Although it is unlikely that a similar situation will occur in Africa, the possibility does exist. Cambray explains that any disease that kills bees could kill African bees.
However, he states that African bees are less disease-prone than their European counterparts, owing to greater genetic diversity.
And while there have not been reports of CCD occurring in South Africa or Africa, the occurrence of CCD in bee colonies in other parts of the world could have an indirect effect on African countries.
"Africa is a net importer of foods, so anything which influences food volume production influences Africa, as we buy other countries' surplus products. Likewise, for biofuels," says Cambray.
In addition, Cambray says that the African bee could prove to be a possible solution for beekeepers in other parts of the world that have had bee colony losses owing to CCD.
He explains that African bees have not been as heavily bred as European bees, and subsequently have greater genetic diversity.
"Because of this diversity, one finds that a disease may kill a percentage of the bees, but those with resistance rapidly emerge, through natural selection, and the disease challenge is then negated and the bees adapt to live with the disease," says Cambray.
If bees were farmed in large quantities, bees could be sent by aircraft to the US, and installed in hives.
"Essentially beekeepers buy 1 kg of bees and a queen, or 2 kg of bees and a queen and install those bees in a hive box, where they perform pollination services from spring to winter, after which they are allowed to die in winter," says Cambray, while adding that African bees cannot survive the cold Northern winter like their European counterparts.
During the next spring, two-million more beehives would be flown in to replace the ones from the previous year, and so the cycle would continue.
"In this way, bees would be farmed and exported, creating job opportunities for farmers in Africa to be bee exporters," states Cambray.
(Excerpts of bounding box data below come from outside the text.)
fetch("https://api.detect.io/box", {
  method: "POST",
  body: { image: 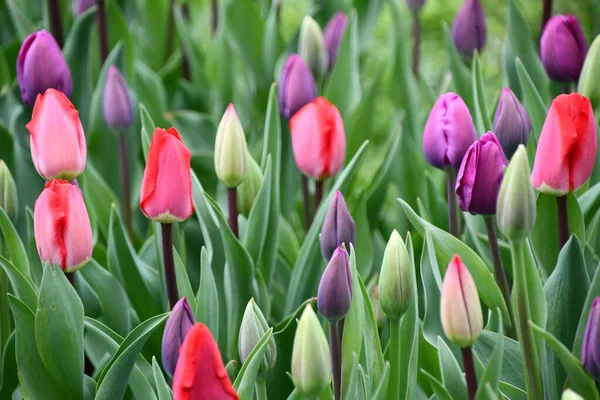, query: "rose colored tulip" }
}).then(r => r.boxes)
[173,322,238,400]
[26,89,87,181]
[33,179,92,272]
[140,128,194,224]
[423,92,477,169]
[531,93,598,196]
[17,29,72,106]
[290,97,346,180]
[540,15,587,82]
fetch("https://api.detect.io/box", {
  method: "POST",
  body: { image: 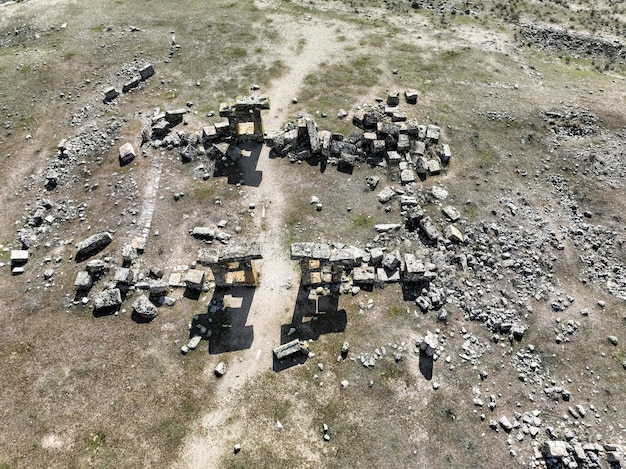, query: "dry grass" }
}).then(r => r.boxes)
[0,0,626,468]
For about the past 20 years, European bees have been bred in countries like Chile and Australia, and then flown to the US where they would be used to pollinate crops.
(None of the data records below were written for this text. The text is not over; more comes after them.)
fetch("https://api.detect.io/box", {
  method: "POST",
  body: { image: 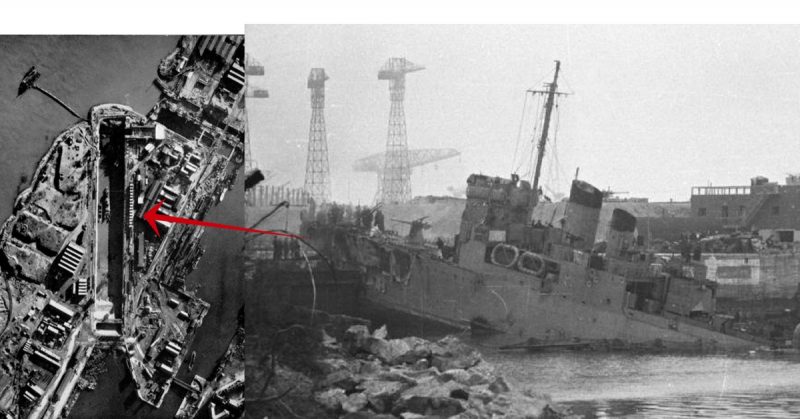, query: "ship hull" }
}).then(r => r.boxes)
[365,241,763,351]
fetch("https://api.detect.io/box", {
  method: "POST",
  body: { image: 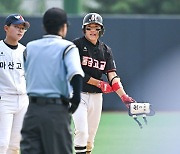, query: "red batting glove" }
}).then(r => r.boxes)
[97,81,113,93]
[121,94,135,108]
Cambray explains that an entire plane full of bees is flown to the US to subsidise the bee colonies used for pollination.
At present, US legislation does not permit the import of African bees, which are seen as vermin, but Cambray says that this could change in the future.
Should African bees be exported from South Africa, it could supply the exporter with an income of about $30 for each swarm, which consists of about 3 500 to 7 000 young bees.
Once in the US, the young bees will be fed sugar to ensure their growth. The bees would be imported by the US in the early spring and would be fully grown in time for pollination.